Não é à toa que a depressão é o mal do momento. Ora, poderão dizer, mesmo as
pessoas que têm fé se encontram em estados depressivos: mas a fé pessoal
esmaece diante do nada ameaçador que paira na sociedade. É tão difícil manter a
fé, como chama que ilumina, quando nos expomos permanentemente aos ventos
enregelantes do nosso tempo!
Deus tem de ser cultivado a cada instante, para nascer em nós a cada pedra que
encontrarmos. O seu cultivo deve ser desde a prece sem palavras, que o olhar
eleva ao infinito, até às orações coletivas, partilhadas com outros de nossa fé. E
melhor ainda será cultivado, quando pudermos orar em conjunto com pessoas de
diferentes formas de fé — feito que apenas se esboça em nossos dias.

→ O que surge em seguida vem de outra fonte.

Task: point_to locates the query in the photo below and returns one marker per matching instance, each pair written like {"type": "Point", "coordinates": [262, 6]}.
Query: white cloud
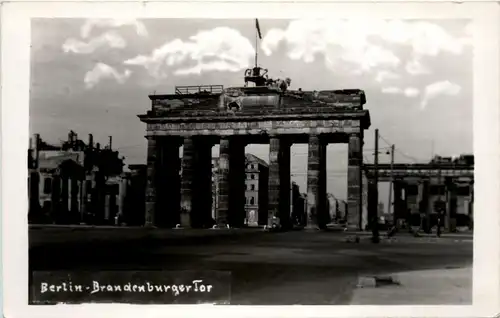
{"type": "Point", "coordinates": [110, 39]}
{"type": "Point", "coordinates": [411, 92]}
{"type": "Point", "coordinates": [392, 90]}
{"type": "Point", "coordinates": [103, 71]}
{"type": "Point", "coordinates": [415, 67]}
{"type": "Point", "coordinates": [408, 92]}
{"type": "Point", "coordinates": [351, 41]}
{"type": "Point", "coordinates": [439, 88]}
{"type": "Point", "coordinates": [386, 75]}
{"type": "Point", "coordinates": [219, 49]}
{"type": "Point", "coordinates": [90, 24]}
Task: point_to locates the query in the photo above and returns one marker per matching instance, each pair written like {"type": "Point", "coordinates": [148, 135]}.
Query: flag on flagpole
{"type": "Point", "coordinates": [258, 28]}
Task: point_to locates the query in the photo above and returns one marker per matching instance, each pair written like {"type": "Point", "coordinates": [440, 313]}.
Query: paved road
{"type": "Point", "coordinates": [296, 267]}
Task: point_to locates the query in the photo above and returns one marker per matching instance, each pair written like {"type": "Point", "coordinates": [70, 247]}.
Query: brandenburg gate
{"type": "Point", "coordinates": [179, 190]}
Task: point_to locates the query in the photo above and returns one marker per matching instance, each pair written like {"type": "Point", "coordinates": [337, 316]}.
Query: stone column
{"type": "Point", "coordinates": [471, 205]}
{"type": "Point", "coordinates": [354, 198]}
{"type": "Point", "coordinates": [237, 177]}
{"type": "Point", "coordinates": [323, 204]}
{"type": "Point", "coordinates": [279, 181]}
{"type": "Point", "coordinates": [151, 183]}
{"type": "Point", "coordinates": [75, 202]}
{"type": "Point", "coordinates": [424, 206]}
{"type": "Point", "coordinates": [372, 202]}
{"type": "Point", "coordinates": [187, 181]}
{"type": "Point", "coordinates": [222, 212]}
{"type": "Point", "coordinates": [64, 196]}
{"type": "Point", "coordinates": [451, 205]}
{"type": "Point", "coordinates": [202, 184]}
{"type": "Point", "coordinates": [398, 211]}
{"type": "Point", "coordinates": [285, 184]}
{"type": "Point", "coordinates": [56, 198]}
{"type": "Point", "coordinates": [315, 182]}
{"type": "Point", "coordinates": [168, 189]}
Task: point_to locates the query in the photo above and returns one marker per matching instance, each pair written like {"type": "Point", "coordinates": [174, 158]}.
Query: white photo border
{"type": "Point", "coordinates": [15, 50]}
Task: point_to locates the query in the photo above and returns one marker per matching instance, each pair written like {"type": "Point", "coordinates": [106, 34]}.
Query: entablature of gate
{"type": "Point", "coordinates": [458, 172]}
{"type": "Point", "coordinates": [348, 123]}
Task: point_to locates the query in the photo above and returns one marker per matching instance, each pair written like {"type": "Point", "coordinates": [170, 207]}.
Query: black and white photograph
{"type": "Point", "coordinates": [253, 161]}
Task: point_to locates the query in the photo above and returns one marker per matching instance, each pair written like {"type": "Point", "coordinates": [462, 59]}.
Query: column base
{"type": "Point", "coordinates": [185, 220]}
{"type": "Point", "coordinates": [312, 228]}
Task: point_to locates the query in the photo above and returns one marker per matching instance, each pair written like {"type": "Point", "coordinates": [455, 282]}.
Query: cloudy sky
{"type": "Point", "coordinates": [93, 76]}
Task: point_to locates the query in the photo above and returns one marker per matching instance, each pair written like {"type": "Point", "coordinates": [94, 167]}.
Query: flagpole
{"type": "Point", "coordinates": [256, 45]}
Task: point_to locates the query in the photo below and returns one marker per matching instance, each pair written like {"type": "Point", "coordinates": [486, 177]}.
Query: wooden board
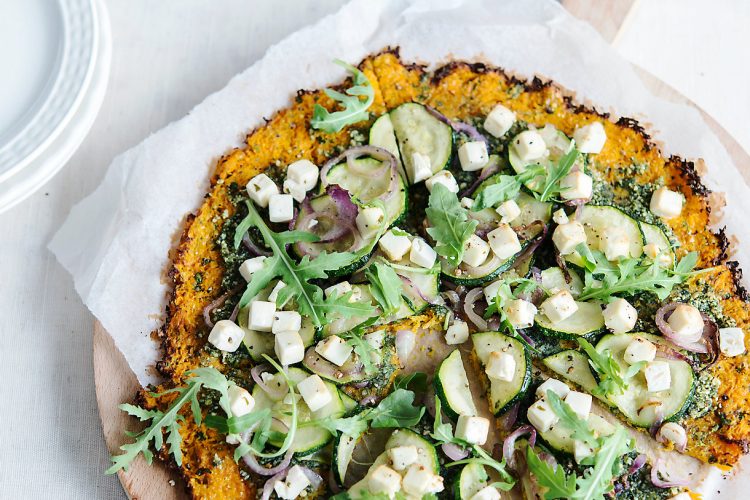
{"type": "Point", "coordinates": [116, 383]}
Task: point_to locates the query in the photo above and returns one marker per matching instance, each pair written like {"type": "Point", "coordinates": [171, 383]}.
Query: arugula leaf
{"type": "Point", "coordinates": [355, 109]}
{"type": "Point", "coordinates": [450, 224]}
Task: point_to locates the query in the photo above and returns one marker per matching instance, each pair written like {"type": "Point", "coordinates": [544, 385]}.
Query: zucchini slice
{"type": "Point", "coordinates": [587, 321]}
{"type": "Point", "coordinates": [417, 131]}
{"type": "Point", "coordinates": [502, 395]}
{"type": "Point", "coordinates": [452, 387]}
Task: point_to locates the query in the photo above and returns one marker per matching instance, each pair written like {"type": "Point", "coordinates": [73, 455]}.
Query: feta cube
{"type": "Point", "coordinates": [554, 385]}
{"type": "Point", "coordinates": [394, 246]}
{"type": "Point", "coordinates": [580, 403]}
{"type": "Point", "coordinates": [520, 313]}
{"type": "Point", "coordinates": [403, 456]}
{"type": "Point", "coordinates": [260, 316]}
{"type": "Point", "coordinates": [304, 173]}
{"type": "Point", "coordinates": [590, 138]}
{"type": "Point", "coordinates": [226, 336]}
{"type": "Point", "coordinates": [620, 316]}
{"type": "Point", "coordinates": [384, 480]}
{"type": "Point", "coordinates": [499, 121]}
{"type": "Point", "coordinates": [445, 178]}
{"type": "Point", "coordinates": [542, 416]}
{"type": "Point", "coordinates": [286, 321]}
{"type": "Point", "coordinates": [568, 236]}
{"type": "Point", "coordinates": [334, 349]}
{"type": "Point", "coordinates": [251, 266]}
{"type": "Point", "coordinates": [639, 349]}
{"type": "Point", "coordinates": [457, 333]}
{"type": "Point", "coordinates": [732, 341]}
{"type": "Point", "coordinates": [260, 188]}
{"type": "Point", "coordinates": [369, 220]}
{"type": "Point", "coordinates": [500, 366]}
{"type": "Point", "coordinates": [508, 211]}
{"type": "Point", "coordinates": [576, 186]}
{"type": "Point", "coordinates": [240, 401]}
{"type": "Point", "coordinates": [473, 156]}
{"type": "Point", "coordinates": [666, 203]}
{"type": "Point", "coordinates": [315, 392]}
{"type": "Point", "coordinates": [289, 348]}
{"type": "Point", "coordinates": [422, 254]}
{"type": "Point", "coordinates": [421, 167]}
{"type": "Point", "coordinates": [658, 376]}
{"type": "Point", "coordinates": [529, 145]}
{"type": "Point", "coordinates": [476, 251]}
{"type": "Point", "coordinates": [686, 322]}
{"type": "Point", "coordinates": [560, 306]}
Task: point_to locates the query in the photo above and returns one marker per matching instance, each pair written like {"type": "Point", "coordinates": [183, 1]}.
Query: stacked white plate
{"type": "Point", "coordinates": [55, 57]}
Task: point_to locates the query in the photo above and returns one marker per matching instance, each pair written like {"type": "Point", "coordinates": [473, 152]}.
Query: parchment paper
{"type": "Point", "coordinates": [115, 242]}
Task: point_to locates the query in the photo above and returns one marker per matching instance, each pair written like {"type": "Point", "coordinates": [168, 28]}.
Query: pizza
{"type": "Point", "coordinates": [448, 284]}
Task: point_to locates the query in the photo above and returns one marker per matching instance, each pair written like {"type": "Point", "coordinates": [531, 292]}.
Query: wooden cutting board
{"type": "Point", "coordinates": [116, 383]}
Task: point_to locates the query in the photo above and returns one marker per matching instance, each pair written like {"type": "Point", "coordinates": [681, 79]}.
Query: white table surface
{"type": "Point", "coordinates": [167, 56]}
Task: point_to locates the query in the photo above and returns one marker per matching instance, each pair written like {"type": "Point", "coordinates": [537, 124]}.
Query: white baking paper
{"type": "Point", "coordinates": [115, 242]}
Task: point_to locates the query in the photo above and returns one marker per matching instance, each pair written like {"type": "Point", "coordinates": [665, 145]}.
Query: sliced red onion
{"type": "Point", "coordinates": [471, 298]}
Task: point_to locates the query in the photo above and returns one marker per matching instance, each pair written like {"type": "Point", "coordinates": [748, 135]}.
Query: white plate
{"type": "Point", "coordinates": [56, 57]}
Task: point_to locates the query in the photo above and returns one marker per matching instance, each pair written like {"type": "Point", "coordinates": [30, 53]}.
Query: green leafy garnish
{"type": "Point", "coordinates": [450, 225]}
{"type": "Point", "coordinates": [355, 109]}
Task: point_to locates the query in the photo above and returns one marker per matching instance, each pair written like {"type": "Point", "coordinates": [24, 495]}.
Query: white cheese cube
{"type": "Point", "coordinates": [639, 349]}
{"type": "Point", "coordinates": [315, 392]}
{"type": "Point", "coordinates": [658, 376]}
{"type": "Point", "coordinates": [568, 236]}
{"type": "Point", "coordinates": [260, 316]}
{"type": "Point", "coordinates": [226, 336]}
{"type": "Point", "coordinates": [542, 416]}
{"type": "Point", "coordinates": [686, 322]}
{"type": "Point", "coordinates": [580, 403]}
{"type": "Point", "coordinates": [419, 481]}
{"type": "Point", "coordinates": [504, 241]}
{"type": "Point", "coordinates": [421, 168]}
{"type": "Point", "coordinates": [240, 401]}
{"type": "Point", "coordinates": [590, 138]}
{"type": "Point", "coordinates": [554, 385]}
{"type": "Point", "coordinates": [260, 188]}
{"type": "Point", "coordinates": [732, 341]}
{"type": "Point", "coordinates": [473, 156]}
{"type": "Point", "coordinates": [520, 313]}
{"type": "Point", "coordinates": [576, 186]}
{"type": "Point", "coordinates": [304, 173]}
{"type": "Point", "coordinates": [295, 483]}
{"type": "Point", "coordinates": [476, 251]}
{"type": "Point", "coordinates": [422, 254]}
{"type": "Point", "coordinates": [286, 321]}
{"type": "Point", "coordinates": [457, 333]}
{"type": "Point", "coordinates": [499, 121]}
{"type": "Point", "coordinates": [500, 366]}
{"type": "Point", "coordinates": [289, 348]}
{"type": "Point", "coordinates": [334, 349]}
{"type": "Point", "coordinates": [384, 480]}
{"type": "Point", "coordinates": [369, 220]}
{"type": "Point", "coordinates": [403, 456]}
{"type": "Point", "coordinates": [280, 207]}
{"type": "Point", "coordinates": [472, 429]}
{"type": "Point", "coordinates": [560, 306]}
{"type": "Point", "coordinates": [251, 266]}
{"type": "Point", "coordinates": [529, 145]}
{"type": "Point", "coordinates": [486, 493]}
{"type": "Point", "coordinates": [666, 203]}
{"type": "Point", "coordinates": [445, 178]}
{"type": "Point", "coordinates": [620, 316]}
{"type": "Point", "coordinates": [560, 217]}
{"type": "Point", "coordinates": [394, 246]}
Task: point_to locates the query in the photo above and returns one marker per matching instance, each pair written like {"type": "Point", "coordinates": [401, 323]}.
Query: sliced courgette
{"type": "Point", "coordinates": [502, 395]}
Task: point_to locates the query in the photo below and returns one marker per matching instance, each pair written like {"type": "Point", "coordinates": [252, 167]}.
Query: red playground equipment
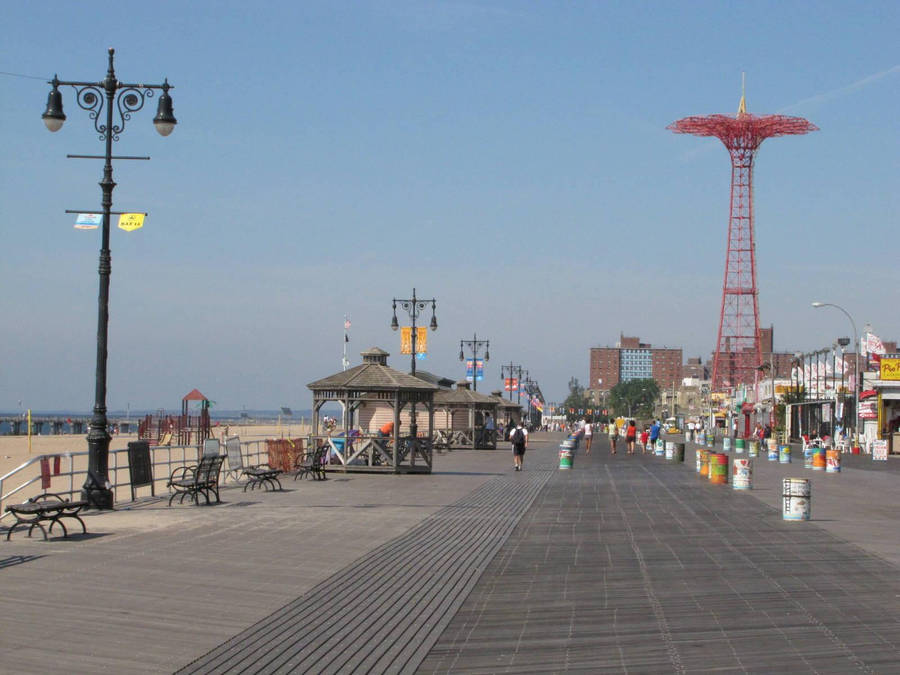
{"type": "Point", "coordinates": [162, 429]}
{"type": "Point", "coordinates": [737, 355]}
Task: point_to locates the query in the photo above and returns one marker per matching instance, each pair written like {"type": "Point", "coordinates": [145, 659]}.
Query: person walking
{"type": "Point", "coordinates": [630, 436]}
{"type": "Point", "coordinates": [654, 433]}
{"type": "Point", "coordinates": [518, 437]}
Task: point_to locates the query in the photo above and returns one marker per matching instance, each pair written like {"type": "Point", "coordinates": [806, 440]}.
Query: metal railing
{"type": "Point", "coordinates": [18, 485]}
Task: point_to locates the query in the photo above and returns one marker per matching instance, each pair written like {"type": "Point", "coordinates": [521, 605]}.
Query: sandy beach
{"type": "Point", "coordinates": [14, 449]}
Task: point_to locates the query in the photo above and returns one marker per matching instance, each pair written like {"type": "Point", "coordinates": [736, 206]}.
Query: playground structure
{"type": "Point", "coordinates": [184, 429]}
{"type": "Point", "coordinates": [737, 355]}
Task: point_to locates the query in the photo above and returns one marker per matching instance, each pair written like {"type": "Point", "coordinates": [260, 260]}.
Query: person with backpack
{"type": "Point", "coordinates": [518, 437]}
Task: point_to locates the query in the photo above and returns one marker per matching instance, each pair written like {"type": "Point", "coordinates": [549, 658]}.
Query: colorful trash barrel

Dizia que é inédito na história humana essa ausência de deus no cotidiano. Em
todas as sociedades antigas, as divindades estavam presentes em cada passo do
desdobrar do tempo. Os ritos de passagem eram oficiados pelos deuses, as
mudanças das estações eram regidas por eles. Na sociedade que se fundou a partir
do cristianismo, Deus era cultuado a cada instante. Os dias eram nomeados
segundo as festas santas, as horas eram marcadas pelas orações.
Não se trata de fazer uma apologia nostálgica do passado, pois sabemos todos
o quanto de opressão podia haver num deus que era obrigatório, monopolizador e
institucionalizado. Apenas é preciso demonstrar o contraste com o nosso mundo.
Hoje, na sociedade capitalista, os dias são contados pelas datas de pagamento
do nosso salário e das múltiplas e opressoras obrigações financeiras, impostos,
taxas, para que possamos minimamente sobreviver com dignidade. (Os que estão
fora deste calendário se encontram na miséria e na exclusão.) As horas do dia são
vendidas às empresas ou aos governos, para funções cada vez mais polivalentes e
estafantes e cada vez menos remuneradas.
O tempo contemporâneo avança e nos espreme sempre mais numa luta
desesperada para nos mantermos no mercado de trabalho, com cada vez menos
espaço para nós mesmos, para quem amamos e para a presença de Deus.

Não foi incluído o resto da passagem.